本打ちで脚本家が喜ぶディレクションのコツは、シナリオの基礎技術の中に…

脚本家のテンションがだだ下がる本打ちの時のセリフ

ここ最近、恋愛アプリ系の制作会社からご依頼いただき外部へのシナリオ研修にも繰り出し始めたシナリオ・センターの新井です。恋愛をまるでゲームのように楽しんで来たから、仕事が増えているわけではありません。

「え?制作会社でも研修するの??」って?しますよ。します。
元々シナリオ・センターの設立の目的の一つに、「日本のドラマ自体のレベルを上げるのだ~」というものがあります。そのために脚本家を養成してきたのです。でも、脚本家だけでドラマを作るわけでありません。プロデューサー、ディレクター(監督)、俳優、衣装、美術、音響、照明・・・などなど、様々な方々が関わってドラマが作られます。もちろん、視聴者も!

「だったら、ドラマの設計図と言われるシナリオが読めないきゃ話にならないよね。書けないとしても、読めないとね!」というのが、創設者新井一の考えです。
なので、恋愛アプリを制作するディレクターの方々に研修をするのも、至極当然なわけです。「書けないとしても、読めないとね!」っていう。

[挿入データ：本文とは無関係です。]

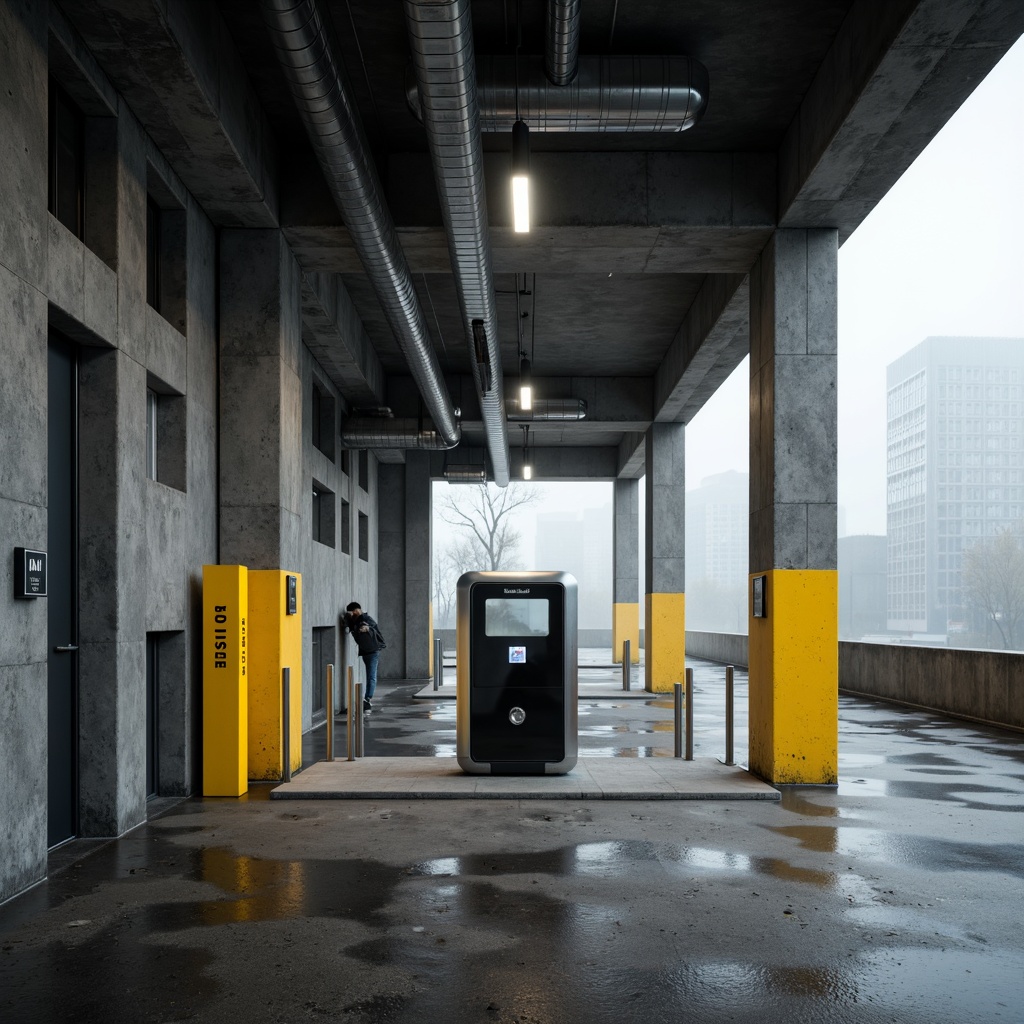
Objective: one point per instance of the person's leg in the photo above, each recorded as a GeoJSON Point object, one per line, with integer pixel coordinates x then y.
{"type": "Point", "coordinates": [371, 663]}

で、実際に脚本家のテンションがだだ下がる本打ちの時のセリフが、こちら。

第1位 「なんか、イマイチなんだよね」

第2位 「ここ、面白くならない?」

第3位 「あの映画の、あのシーンみたいなの入れられない?」

第4位 「ここのシーンは、こういう風にしようよ」

以前ブログでも書きましたが、なぜテンションが下がるのかというと「なぜ、そこ直した方がいいの?」という根拠がよくわからないからです。

「なぜならね」を明確に言えるのか

ご依頼頂いた制作会社の方は、「個人的な好みや経験に基づいたディレクションを脱したい」とおっしゃいます。
ならば「なぜならね」を言えるようになればいいわけです。個人的な好みや経験に拠らずに。
そうすれば、脚本家の納得感が上がります。直しの打合せ時間は減るし、直しの質も上がりいます。脚本家から、陰で愚痴られずに済みます。いや、相当、尊敬されます!もう、みんな幸せです。さよなら、個人的な好みや経験。

「え?いいか悪いかなんて、好みじゃないの?」と思っちゃった方、まぁ確かにそうなんです。単なる視聴者ならね。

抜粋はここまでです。